Peter Forsberg, the Evil Knievel of hockey, has now suffered a concussion.
When I first scanned the headline, I imagined him voluntarily head banging the crossbar after another Flyers drubbing!
Forsberg, who has had every conceivable injury in the past, has now gone and gotten hurt from toe to head.
Just this past week, Forberg was trying out special skates, due to complicating ankle injuries and surgeries that left one of his feet less manoeverable than the other.
Imagine that!
The Man Without A Spleen has the worst luck of any player I've ever seen.
Forsberg's injury occurred off an Alexander Ovechkin hit in which he bonked his noggin onto Dainus Zubrus' knee.

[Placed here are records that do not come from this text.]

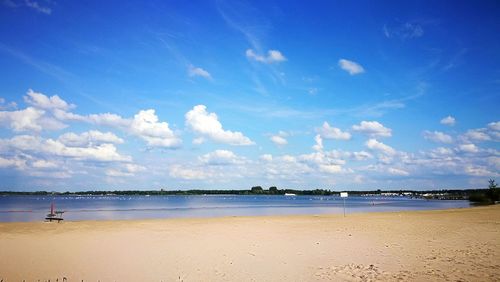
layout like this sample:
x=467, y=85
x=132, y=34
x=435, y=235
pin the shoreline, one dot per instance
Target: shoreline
x=348, y=212
x=437, y=245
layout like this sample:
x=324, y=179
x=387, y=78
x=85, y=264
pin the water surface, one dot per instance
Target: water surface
x=34, y=208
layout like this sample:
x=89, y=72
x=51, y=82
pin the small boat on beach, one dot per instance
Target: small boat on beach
x=54, y=215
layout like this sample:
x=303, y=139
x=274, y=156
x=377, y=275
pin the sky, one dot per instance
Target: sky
x=360, y=95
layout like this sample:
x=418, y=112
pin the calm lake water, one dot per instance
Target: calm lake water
x=34, y=208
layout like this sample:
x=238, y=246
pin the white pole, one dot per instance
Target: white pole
x=344, y=207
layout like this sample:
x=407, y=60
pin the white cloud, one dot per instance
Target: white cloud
x=278, y=140
x=29, y=119
x=37, y=7
x=44, y=164
x=468, y=148
x=5, y=106
x=476, y=135
x=266, y=157
x=438, y=137
x=373, y=129
x=221, y=157
x=55, y=148
x=351, y=67
x=404, y=31
x=449, y=120
x=397, y=171
x=494, y=125
x=12, y=163
x=125, y=170
x=319, y=143
x=361, y=156
x=88, y=138
x=146, y=126
x=273, y=56
x=328, y=132
x=41, y=101
x=207, y=124
x=196, y=71
x=375, y=145
x=178, y=171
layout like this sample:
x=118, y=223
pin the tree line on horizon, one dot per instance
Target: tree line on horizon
x=489, y=195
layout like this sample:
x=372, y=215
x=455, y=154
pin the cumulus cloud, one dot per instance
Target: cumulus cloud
x=373, y=129
x=449, y=120
x=468, y=148
x=319, y=143
x=438, y=137
x=404, y=31
x=207, y=125
x=361, y=156
x=5, y=106
x=221, y=157
x=476, y=135
x=146, y=126
x=37, y=7
x=29, y=119
x=351, y=67
x=48, y=113
x=88, y=138
x=273, y=56
x=187, y=173
x=328, y=132
x=41, y=101
x=125, y=170
x=55, y=148
x=397, y=171
x=266, y=157
x=196, y=71
x=494, y=125
x=279, y=140
x=375, y=145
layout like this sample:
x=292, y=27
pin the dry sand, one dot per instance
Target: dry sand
x=447, y=245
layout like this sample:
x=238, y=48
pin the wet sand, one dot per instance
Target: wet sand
x=445, y=245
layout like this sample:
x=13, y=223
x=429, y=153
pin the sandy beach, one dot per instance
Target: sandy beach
x=445, y=245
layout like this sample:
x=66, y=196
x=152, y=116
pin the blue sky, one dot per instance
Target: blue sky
x=231, y=94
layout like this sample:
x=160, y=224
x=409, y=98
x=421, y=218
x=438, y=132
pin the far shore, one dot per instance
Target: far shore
x=431, y=245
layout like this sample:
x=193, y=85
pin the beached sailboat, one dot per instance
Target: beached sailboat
x=54, y=215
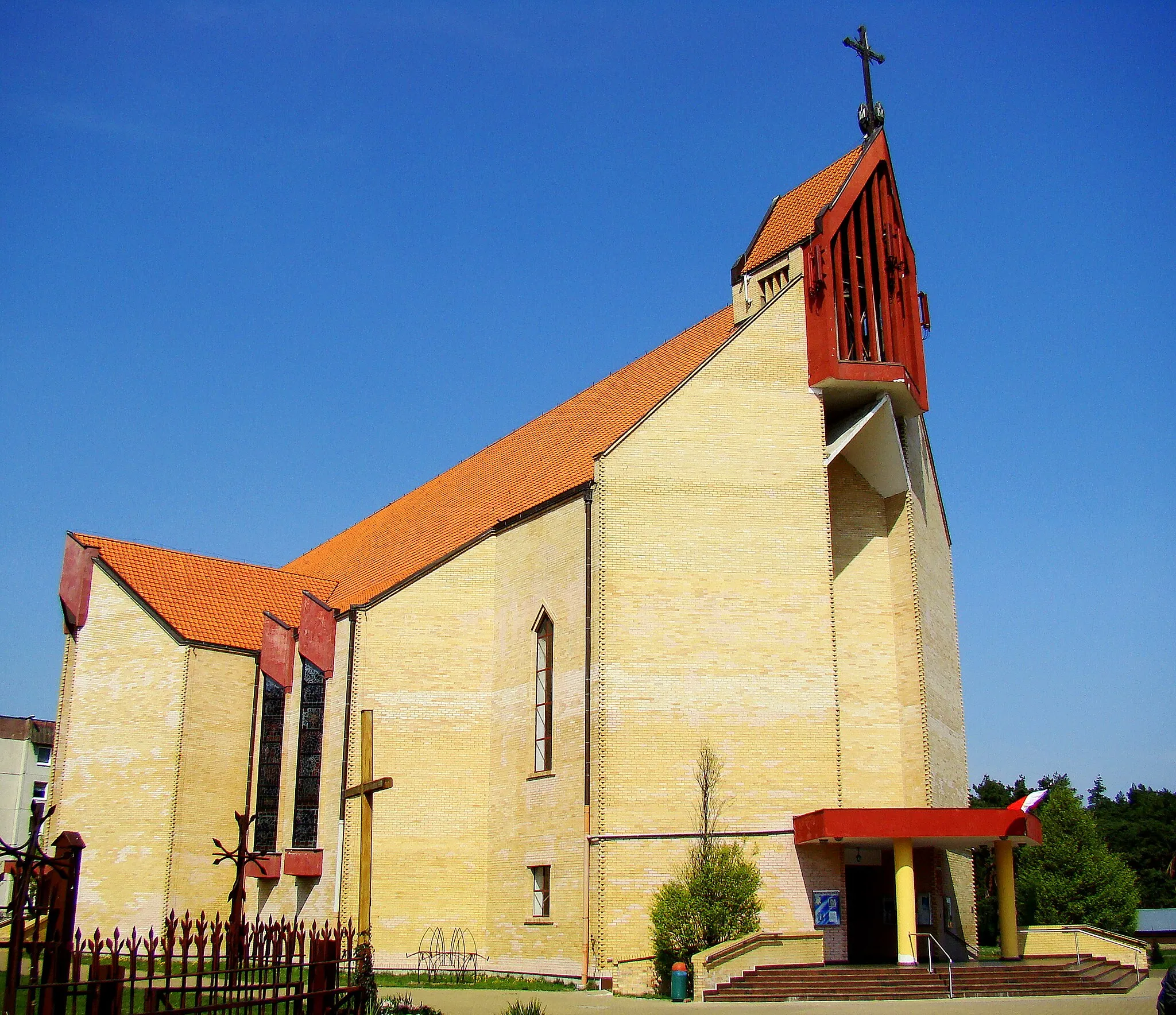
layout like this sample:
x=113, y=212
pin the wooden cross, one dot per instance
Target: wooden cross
x=861, y=45
x=366, y=788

A dazed Forsberg then stood up, semi conscious, and stepped on the puck. He did a near 360 degree flip before landing on his hip and cracking it. Putting weight on the leg was then futile, and the Flyers captain then face planted the already tipsy cranium into the ice and breaking his nose. With blood in his eyes, he reached the bench hobbling. As a trainer handed him a water bottle, the newly shortsighted forward chipped a tooth inserting the squirt mechanism too far into his face. While he made it to the ambulance without incident, a nervous paramedic slammed the vehicle's brakes at a railroad crossing, almost throwing Forsberg into the path of a train.
Forberg made a statement from the hospital suggesting that he will look for an appropriate body cast that allows him the flexibility to be back in time for the Flyers next game.